According to the minister, the enabling provision also protects shareholders’ interests, as it exempts allottees from open offer obligations.

“In order to help stressed firms raise capital while also protecting shareholders’ interests, SEBI has relaxed the pricing methodology for preferential issues by listed companies having stressed assets and has exempted allottees of preferential issues from open offer obligations,” the office of the minister said in a tweet. It was retweeted by the FM.

Accordingly, eligible listed companies having stressed assets will be able to determine the pricing of their preferential allotments at not less than the average of the weekly high and low of the volume-weighted average prices of the related equity shares during the two weeks preceding the relevant date.

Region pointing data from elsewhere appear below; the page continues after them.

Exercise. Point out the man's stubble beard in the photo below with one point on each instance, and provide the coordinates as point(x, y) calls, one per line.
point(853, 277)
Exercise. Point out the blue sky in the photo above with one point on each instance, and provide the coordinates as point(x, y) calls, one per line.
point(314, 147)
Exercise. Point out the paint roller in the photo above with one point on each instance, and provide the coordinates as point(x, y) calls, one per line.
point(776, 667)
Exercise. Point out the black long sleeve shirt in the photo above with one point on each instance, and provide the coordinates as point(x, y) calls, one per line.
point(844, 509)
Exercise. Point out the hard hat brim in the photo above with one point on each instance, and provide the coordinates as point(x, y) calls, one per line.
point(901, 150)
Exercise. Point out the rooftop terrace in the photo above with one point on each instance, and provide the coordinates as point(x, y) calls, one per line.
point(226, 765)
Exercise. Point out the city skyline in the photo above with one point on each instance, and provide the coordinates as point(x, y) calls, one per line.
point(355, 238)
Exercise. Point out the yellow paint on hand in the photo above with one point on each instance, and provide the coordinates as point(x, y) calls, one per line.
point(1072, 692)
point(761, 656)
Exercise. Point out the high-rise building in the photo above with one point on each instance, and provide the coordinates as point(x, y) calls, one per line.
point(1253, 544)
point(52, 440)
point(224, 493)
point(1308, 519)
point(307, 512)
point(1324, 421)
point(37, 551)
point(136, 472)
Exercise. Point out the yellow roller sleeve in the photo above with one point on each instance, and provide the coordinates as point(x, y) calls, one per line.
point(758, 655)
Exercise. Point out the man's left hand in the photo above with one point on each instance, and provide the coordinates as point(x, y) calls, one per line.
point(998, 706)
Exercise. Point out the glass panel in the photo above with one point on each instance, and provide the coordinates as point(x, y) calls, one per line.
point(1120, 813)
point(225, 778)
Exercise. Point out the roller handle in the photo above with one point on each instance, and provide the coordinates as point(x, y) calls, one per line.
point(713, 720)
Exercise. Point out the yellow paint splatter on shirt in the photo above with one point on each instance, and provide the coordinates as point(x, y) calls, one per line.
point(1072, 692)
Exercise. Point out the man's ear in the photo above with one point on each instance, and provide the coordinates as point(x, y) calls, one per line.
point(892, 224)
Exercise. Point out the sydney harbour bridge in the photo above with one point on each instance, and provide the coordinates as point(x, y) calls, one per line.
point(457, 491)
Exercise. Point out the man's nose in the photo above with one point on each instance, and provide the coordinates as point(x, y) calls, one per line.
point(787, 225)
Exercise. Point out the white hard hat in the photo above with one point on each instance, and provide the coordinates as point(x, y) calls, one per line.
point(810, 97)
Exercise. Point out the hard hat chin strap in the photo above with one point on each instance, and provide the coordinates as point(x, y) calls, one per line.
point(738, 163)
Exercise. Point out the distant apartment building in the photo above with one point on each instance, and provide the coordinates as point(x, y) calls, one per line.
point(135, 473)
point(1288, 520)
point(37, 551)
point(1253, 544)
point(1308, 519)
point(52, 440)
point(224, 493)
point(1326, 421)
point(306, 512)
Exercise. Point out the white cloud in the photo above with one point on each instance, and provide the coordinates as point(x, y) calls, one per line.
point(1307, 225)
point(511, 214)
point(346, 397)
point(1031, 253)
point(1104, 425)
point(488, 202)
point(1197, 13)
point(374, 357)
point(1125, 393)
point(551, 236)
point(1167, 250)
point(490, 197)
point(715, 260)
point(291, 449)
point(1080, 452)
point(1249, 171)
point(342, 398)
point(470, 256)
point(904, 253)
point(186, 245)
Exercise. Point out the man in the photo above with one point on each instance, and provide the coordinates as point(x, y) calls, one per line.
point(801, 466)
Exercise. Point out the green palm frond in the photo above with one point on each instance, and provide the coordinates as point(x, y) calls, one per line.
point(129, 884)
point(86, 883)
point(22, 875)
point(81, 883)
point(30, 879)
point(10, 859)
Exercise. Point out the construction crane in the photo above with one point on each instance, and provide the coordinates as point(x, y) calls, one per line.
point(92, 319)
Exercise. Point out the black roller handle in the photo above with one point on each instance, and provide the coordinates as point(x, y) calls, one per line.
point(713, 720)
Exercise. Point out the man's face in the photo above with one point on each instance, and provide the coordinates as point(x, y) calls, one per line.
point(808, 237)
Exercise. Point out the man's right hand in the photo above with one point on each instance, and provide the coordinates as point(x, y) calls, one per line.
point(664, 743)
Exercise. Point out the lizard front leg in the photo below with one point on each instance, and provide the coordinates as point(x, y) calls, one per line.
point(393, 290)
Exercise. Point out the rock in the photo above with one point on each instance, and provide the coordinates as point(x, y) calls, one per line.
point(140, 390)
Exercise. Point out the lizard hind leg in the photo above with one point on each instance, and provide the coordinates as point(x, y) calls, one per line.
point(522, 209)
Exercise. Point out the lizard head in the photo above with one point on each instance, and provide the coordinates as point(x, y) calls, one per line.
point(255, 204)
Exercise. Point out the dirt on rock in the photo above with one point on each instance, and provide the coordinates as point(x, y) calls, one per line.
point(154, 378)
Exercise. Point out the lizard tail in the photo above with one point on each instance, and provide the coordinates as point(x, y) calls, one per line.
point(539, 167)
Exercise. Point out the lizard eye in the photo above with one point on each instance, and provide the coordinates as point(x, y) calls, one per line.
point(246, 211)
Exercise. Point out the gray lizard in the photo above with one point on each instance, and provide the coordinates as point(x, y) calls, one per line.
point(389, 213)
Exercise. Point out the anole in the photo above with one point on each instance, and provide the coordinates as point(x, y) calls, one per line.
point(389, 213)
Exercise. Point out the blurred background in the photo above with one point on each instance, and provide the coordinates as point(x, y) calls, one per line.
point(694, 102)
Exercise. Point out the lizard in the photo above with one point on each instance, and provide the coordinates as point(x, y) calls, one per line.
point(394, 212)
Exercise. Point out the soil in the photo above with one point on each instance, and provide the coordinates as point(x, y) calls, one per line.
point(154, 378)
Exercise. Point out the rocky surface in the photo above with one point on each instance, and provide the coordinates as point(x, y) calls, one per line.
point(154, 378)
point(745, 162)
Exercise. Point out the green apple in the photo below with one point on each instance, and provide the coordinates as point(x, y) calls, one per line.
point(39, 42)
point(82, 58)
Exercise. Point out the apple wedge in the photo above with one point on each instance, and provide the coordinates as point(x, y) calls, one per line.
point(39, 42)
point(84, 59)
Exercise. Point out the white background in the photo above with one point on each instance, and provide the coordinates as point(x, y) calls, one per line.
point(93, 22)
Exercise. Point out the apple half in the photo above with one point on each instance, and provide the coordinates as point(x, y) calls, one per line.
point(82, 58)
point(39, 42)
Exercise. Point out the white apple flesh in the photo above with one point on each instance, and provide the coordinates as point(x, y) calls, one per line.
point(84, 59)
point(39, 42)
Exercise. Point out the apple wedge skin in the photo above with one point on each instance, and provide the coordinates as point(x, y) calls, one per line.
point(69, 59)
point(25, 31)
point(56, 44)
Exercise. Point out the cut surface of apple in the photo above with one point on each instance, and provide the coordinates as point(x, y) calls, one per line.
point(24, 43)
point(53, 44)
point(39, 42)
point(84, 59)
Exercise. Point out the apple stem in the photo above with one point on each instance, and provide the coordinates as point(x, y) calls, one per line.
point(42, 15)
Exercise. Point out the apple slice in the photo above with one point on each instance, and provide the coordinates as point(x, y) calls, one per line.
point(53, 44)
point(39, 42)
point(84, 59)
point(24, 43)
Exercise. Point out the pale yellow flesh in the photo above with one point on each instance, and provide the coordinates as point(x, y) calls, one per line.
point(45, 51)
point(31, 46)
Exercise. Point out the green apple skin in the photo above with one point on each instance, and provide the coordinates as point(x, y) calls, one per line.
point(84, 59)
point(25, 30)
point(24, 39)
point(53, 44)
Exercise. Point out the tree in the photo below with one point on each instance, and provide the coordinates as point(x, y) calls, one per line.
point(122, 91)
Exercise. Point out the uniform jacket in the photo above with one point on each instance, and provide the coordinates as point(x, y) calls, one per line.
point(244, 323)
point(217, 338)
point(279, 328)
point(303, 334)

“Allottees of a preferential issue in such eligible companies will be exempted from making an open offer if the acquisition is beyond the prescribed threshold or if the open offer is warranted due to change in control, in terms of takeover regulations,” Sebi said in a statement.

As per the statement, the preferential issue will be made to persons or entities that are not part of the promoter or promoter group.

“Proposed end-use of proceeds of such preferential issue will be disclosed. The proceeds should not be used for any repayment of loans taken from promoters or promoter group or group companies,” the statement said.

“Monitoring agency will be appointed for monitoring end-use of the proceeds of such a preferential issue. The monitoring agency shall not be an associate to the company. The Audit Committee shall also monitor the proceeds of such a preferential issue.”

In addition, Sebi said that shares issued to the investors in such an issue shall be locked in for a period of three years from the latest date of trading approval granted by all the stock exchanges where the specified securities are listed.